Children who followed worsening trajectories did not necessarily have the highest ADHD symptom and delinquency scores at all times. For instance, classes 1 and 3 for inattention reached similar symptom levels by the 8-year follow-up, but class 1 maintained this level after study treatments ended, whereas class 3 deteriorated. Reaching similar symptom levels via distinct pathways may reflect variability in how children and their families adapt and function in the face of changing situational demands. Adolescence brings on a host of novel, stressful circumstances such as puberty (46), changing schools (47), and reductions in family time (48) relative to time with peers (49). Adolescents who adapt to uncertainty and changing demands show more success in school, fewer externalizing problems, and less emotional instability (50,51). A stable profile of symptoms and behaviors, even at higher levels, may occur when adolescents and their families face fewer demands for adaptation or accommodate them successfully. If so, it is especially encouraging that two-thirds of the current sample followed stable or improving trajectories. Whether these trajectories portend healthy adjustment in other domains, such as educational and vocational functioning, remains to be tested.

Profiles of worsening ADHD symptoms and delinquency may reflect in part a cascading pattern of vulnerability (52) as earlier symptoms escalate to serious behavior problems, experimentation with drugs and alcohol in adolescence, and heavy substance use in adulthood. We observed that inattention started worsening before delinquency began to escalate—an apparent temporal precedence consistent with prior research (11,53,54). It is common to find that ADHD doesn't predict substance use after controlling for conduct disorder (7,55), but our results are consistent with the possibility that conduct problems (including delinquency) emerge as children progress along an externalizing developmental pathway beginning with ADHD and leading to substance use (56). Our supplemental findings of synchronous trajectory membership and higher adolescent substance use among those in higher-risk trajectories provide evidence that developmental vulnerability manifests in multiple domains, suggesting a possible shared predisposition toward worsening ADHD, increasing delinquency, and problematic substance use. Conduct problems, delinquency, and early experimentation with substances are prominent adolescent indicators of an externalizing pathway to substance use (57,58), but bidirectional relations between multiple domains likely propel children toward problematic substance use in early adulthood. Direct tests of these relations may be fruitful goals for future ADHD research.

In all classes, adolescent symptoms of hyperactivity-impulsivity, on average, fell below levels considered clinically significant (59), consistent with the widely observed maturational decrease in hyperactivity (60). In addition, many childhood symptoms are endorsed less frequently in adolescence (12). A limitation of our measurement of impulsivity is that it was restricted to three items and diluted by 6 hyperactivity items (61,62). Our single-item, single time-point measurement of binge drinking and marijuana use is another limitation. It would be valuable to know for whom the heaviest levels of use continue into later adulthood. We also excluded tobacco use from the present study because of its distinct pharmacologic properties (63). Improved and comprehensive measurement of these variables, including replication of the current study findings, would further increase confidence in our results. Indeed, an important caveat to the use of GMM is that replication is essential to confirm that patterns found in single studies accurately represent behavior trends in the population (64).
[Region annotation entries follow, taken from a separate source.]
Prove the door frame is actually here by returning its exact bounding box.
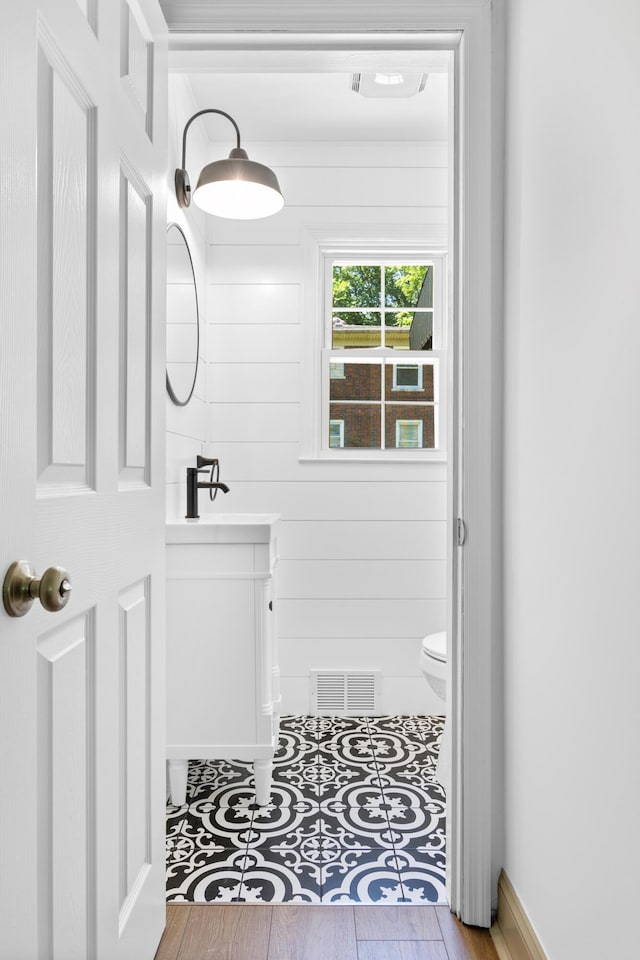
[169,0,503,927]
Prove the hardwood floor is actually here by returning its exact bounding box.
[155,904,498,960]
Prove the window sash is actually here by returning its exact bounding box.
[321,349,446,459]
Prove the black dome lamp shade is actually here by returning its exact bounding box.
[175,108,284,220]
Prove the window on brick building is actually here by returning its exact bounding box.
[329,420,344,448]
[322,255,446,458]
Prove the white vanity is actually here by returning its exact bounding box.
[166,513,280,805]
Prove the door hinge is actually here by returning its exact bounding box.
[458,517,467,547]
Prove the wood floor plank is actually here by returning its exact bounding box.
[435,907,498,960]
[353,904,442,941]
[358,940,448,960]
[268,904,357,960]
[155,903,191,960]
[178,903,272,960]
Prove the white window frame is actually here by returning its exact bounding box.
[299,232,449,463]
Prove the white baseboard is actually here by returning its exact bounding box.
[491,870,547,960]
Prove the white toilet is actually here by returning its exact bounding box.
[420,630,447,714]
[419,630,450,791]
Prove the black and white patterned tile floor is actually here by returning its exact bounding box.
[167,716,446,904]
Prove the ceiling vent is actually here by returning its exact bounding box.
[351,70,428,97]
[310,670,382,717]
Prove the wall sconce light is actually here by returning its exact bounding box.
[175,109,284,220]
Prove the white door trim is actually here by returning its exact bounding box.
[169,0,502,927]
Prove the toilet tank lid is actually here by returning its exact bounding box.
[422,630,447,662]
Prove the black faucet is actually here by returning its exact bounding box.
[185,454,229,520]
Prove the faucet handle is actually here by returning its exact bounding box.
[196,454,218,469]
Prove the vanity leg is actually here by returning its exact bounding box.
[253,760,273,807]
[169,760,189,807]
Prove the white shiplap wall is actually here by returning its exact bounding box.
[202,143,447,713]
[166,75,208,517]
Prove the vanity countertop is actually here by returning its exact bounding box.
[165,513,280,543]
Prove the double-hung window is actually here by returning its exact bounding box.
[319,252,446,459]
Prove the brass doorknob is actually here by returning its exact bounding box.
[2,560,71,617]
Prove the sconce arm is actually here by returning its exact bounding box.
[182,107,240,170]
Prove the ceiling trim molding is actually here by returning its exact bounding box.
[161,0,491,34]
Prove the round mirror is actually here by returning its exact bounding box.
[167,223,200,407]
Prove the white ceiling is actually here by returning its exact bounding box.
[182,66,448,143]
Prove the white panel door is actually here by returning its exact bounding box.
[0,0,166,960]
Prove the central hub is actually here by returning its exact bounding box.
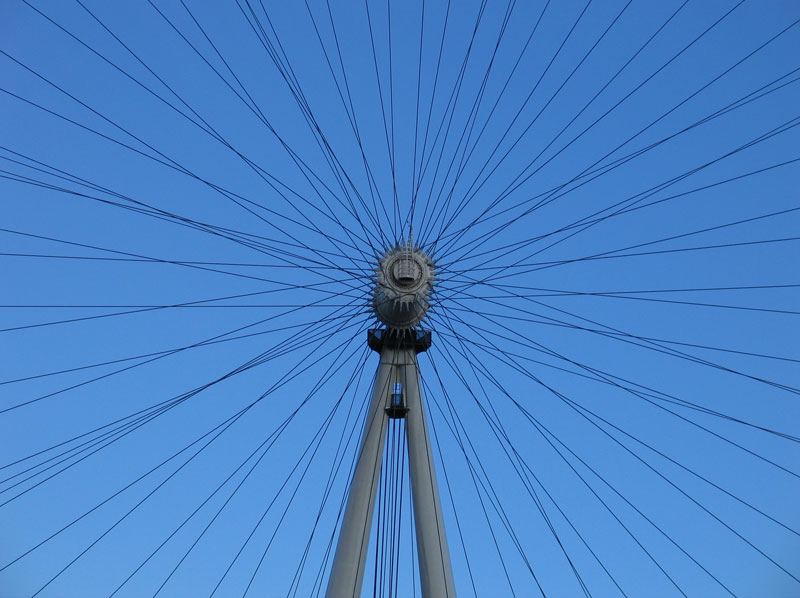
[373,243,435,330]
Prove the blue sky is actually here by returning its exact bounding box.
[0,0,800,598]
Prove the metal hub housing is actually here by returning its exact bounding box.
[372,242,436,330]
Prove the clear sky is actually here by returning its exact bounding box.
[0,0,800,598]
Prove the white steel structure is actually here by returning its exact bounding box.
[327,239,455,598]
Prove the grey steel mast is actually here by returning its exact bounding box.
[326,238,456,598]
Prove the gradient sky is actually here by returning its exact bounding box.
[0,0,800,598]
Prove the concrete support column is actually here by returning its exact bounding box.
[325,347,398,598]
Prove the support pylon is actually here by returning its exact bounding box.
[326,330,455,598]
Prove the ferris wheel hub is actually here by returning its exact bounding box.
[372,241,436,330]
In an effort to understand how ADHD symptom/delinquency trajectories relate to substance use outcomes net the influence of baseline characteristics, we selected a large, but not exhaustive, set of 13 covariates for use as controls. This strategy piques curiosity about other variables not included here. For example, parents’ knowledge of their adolescents’ activities and whereabouts is more strongly associated with reduced alcohol use for adolescents with ADHD histories (65). In the MTA sample, no protective or predisposing effects of study-assigned treatment or prospectively-tracked medication use have been found with respect to adolescent substance use (28). Other candidate variables identified in comprehensive models of addiction vulnerability (57,58) suggest opportunities for future investigation of mediators and moderators (52).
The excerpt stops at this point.